German engineering firm Bosch has launched an app Perfectly Keyless, which enables the smartphone to replace the analogue vehicle key.
This concept can offer owners of private vehicles increased convenience, but where it really shines is in vehicle fleets with multiple drivers. No more key handovers: fleet managers and logistics providers simply use the app to give drivers access to the vehicles.
“Our Perfectly Keyless app is making conventional vehicle keys a thing of the past. Bosch is taking the car key into the digital realm and making it available anywhere, anytime,” said Harald Kröger, president of the Bosch Automotive Electronics division.
“Bosch’s digital vehicle key gives fleets a boost towards greater connectivity,” Kröger added.
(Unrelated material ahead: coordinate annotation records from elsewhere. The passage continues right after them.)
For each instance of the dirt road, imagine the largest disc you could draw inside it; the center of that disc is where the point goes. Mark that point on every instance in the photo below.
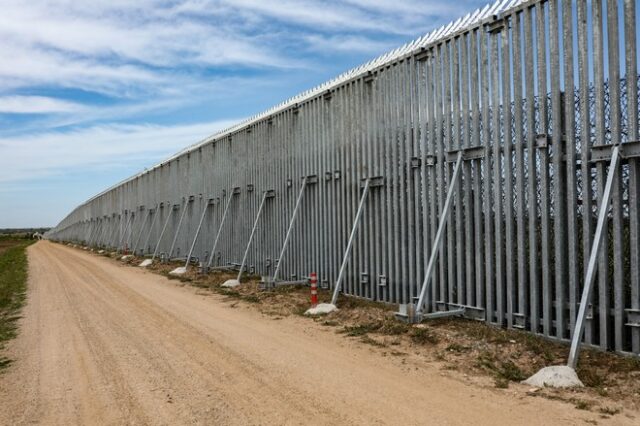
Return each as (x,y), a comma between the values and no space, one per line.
(105,344)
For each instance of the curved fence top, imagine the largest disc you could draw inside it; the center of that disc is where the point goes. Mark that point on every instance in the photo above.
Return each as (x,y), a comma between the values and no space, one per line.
(473,19)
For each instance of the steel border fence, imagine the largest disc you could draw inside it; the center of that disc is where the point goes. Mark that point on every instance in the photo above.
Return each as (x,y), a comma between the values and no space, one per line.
(533,93)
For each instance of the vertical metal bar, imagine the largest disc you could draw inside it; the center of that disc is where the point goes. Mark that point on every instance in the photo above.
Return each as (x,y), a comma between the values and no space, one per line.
(291,222)
(164,228)
(488,202)
(135,245)
(253,231)
(593,256)
(497,176)
(356,223)
(541,48)
(195,237)
(585,144)
(615,132)
(175,237)
(153,222)
(521,202)
(532,178)
(438,239)
(222,220)
(507,174)
(631,62)
(570,154)
(598,73)
(559,175)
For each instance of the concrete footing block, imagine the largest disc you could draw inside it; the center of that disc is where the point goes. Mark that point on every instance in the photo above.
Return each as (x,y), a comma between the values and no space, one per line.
(231,283)
(145,263)
(321,309)
(558,376)
(179,271)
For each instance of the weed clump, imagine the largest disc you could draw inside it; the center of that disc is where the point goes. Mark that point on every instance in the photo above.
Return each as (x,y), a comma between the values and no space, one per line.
(422,336)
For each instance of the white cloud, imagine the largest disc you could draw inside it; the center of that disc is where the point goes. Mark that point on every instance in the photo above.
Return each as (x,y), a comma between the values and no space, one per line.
(47,154)
(37,105)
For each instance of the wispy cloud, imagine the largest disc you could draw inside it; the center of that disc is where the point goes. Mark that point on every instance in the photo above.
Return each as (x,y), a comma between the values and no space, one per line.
(37,105)
(95,85)
(52,153)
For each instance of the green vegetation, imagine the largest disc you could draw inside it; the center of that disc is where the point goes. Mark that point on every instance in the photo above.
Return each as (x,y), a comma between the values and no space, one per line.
(13,285)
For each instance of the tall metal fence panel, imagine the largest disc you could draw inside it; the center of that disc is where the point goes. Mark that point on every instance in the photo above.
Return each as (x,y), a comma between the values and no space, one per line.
(531,96)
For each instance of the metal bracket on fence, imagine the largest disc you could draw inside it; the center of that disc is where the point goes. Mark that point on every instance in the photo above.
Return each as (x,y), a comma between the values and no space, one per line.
(307,180)
(155,214)
(633,318)
(124,233)
(471,153)
(164,228)
(195,237)
(146,218)
(175,236)
(604,152)
(497,25)
(234,191)
(593,258)
(266,194)
(416,311)
(366,183)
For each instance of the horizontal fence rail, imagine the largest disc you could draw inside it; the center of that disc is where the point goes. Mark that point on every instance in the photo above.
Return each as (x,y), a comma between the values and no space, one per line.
(531,95)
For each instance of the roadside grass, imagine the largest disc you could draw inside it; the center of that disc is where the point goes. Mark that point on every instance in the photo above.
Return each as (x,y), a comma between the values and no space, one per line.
(13,286)
(495,356)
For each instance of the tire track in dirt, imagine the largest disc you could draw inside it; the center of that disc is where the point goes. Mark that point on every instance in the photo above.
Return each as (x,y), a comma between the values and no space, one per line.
(107,344)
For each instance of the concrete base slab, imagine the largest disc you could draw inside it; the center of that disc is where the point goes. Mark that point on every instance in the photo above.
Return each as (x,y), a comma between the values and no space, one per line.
(231,283)
(179,271)
(321,309)
(558,376)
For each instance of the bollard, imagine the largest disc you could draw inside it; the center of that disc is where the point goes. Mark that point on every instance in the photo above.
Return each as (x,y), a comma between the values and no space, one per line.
(314,289)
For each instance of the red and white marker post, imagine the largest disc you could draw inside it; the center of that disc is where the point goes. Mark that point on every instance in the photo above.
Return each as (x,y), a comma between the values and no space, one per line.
(314,289)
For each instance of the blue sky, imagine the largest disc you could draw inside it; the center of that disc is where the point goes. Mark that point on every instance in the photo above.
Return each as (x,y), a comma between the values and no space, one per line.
(92,92)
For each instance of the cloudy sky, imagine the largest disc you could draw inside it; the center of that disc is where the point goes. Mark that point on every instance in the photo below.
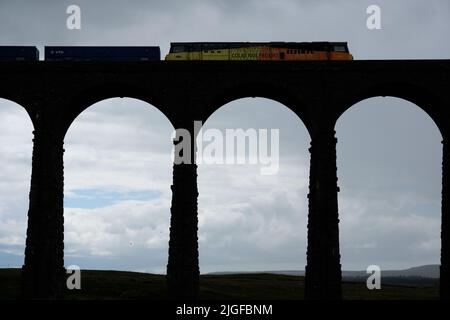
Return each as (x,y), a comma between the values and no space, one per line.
(118,152)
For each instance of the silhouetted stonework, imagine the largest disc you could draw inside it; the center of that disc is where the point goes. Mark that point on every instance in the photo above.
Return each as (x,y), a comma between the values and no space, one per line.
(55,93)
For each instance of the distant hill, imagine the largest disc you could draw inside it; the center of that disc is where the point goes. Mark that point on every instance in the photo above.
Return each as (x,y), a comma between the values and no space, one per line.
(427,271)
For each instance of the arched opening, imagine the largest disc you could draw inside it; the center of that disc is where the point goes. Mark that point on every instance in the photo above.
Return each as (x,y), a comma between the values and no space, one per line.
(118,172)
(389,157)
(16,147)
(251,221)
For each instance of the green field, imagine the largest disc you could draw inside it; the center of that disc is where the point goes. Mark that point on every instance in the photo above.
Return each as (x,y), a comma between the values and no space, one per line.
(132,285)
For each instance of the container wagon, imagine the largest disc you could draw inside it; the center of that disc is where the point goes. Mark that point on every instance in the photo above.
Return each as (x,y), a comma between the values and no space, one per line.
(102,53)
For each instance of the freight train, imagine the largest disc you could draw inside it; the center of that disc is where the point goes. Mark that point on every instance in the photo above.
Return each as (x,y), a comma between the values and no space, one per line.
(181,51)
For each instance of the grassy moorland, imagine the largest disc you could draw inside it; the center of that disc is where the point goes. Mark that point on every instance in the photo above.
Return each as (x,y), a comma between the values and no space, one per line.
(132,285)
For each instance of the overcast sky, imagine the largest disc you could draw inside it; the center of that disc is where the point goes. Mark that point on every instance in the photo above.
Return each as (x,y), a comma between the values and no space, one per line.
(117,160)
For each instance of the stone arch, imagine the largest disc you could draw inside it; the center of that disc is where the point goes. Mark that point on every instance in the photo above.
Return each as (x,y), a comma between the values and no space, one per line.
(421,113)
(281,94)
(143,105)
(21,103)
(421,97)
(83,99)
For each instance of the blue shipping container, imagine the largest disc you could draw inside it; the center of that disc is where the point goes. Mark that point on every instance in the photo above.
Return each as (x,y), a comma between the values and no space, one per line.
(19,53)
(102,53)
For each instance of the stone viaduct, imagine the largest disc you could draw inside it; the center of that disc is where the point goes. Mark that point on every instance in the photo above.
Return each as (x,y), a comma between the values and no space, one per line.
(55,93)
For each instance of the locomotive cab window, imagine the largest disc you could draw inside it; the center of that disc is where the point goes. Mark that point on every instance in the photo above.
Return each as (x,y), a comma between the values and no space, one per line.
(177,49)
(340,48)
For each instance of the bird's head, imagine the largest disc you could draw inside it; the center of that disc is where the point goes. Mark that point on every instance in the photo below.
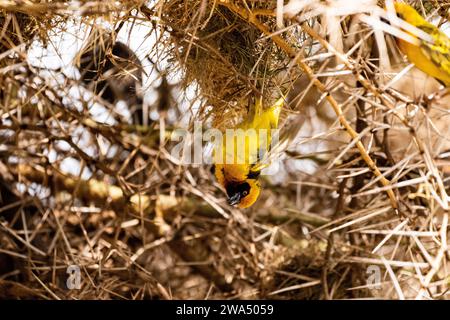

The company believes there is a huge market for its solution, which is making its world debut at the IAA Commercial Vehicles in Hannover: potential customers include some 15,000 logistics providers in Germany alone. Most of them manage at least a dozen vehicles and drivers.
Secure key management with app and cloud
Bosch digital key management connects trucks and the smartphone app via the cloud. Dispatchers or fleet managers use the app to assign a truck to a driver for a particular route. Perfectly Keyless generates a personal, secure digital key and sends it via the cloud to the truck and to the driver’s smartphone.
As the driver approaches the assigned truck, the sensors installed in the truck detect the smartphone via a wireless connection. The vehicle doors will open only if the key on the phone “fits” the digital lock in the vehicle. These sensors can also tell when the driver is in the driver’s seat, and the engine starts up as soon as the driver presses the start-stop button. When the driver gets out of the car at the end of the journey, the system detects this and automatically locks the doors.
Battery dead? No problem!
But what happens if the smartphone’s battery dies, or the device has gone missing? In the future, the vehicle key in the smartphone will work even if the phone battery is dead. In that case, the phone and truck will communicate using near-field communication (NFC), a wireless protocol for sharing data over short distances.
Bosch plans to make it the “double hull” of its solution. If the smartphone is lost or stolen, and the app with it, the digital key can be simply deactivated online, thus blocking access to the vehicle. It cannot be opened and started until the fleet manager uses the app to provide another driver or a new phone with access to the truck.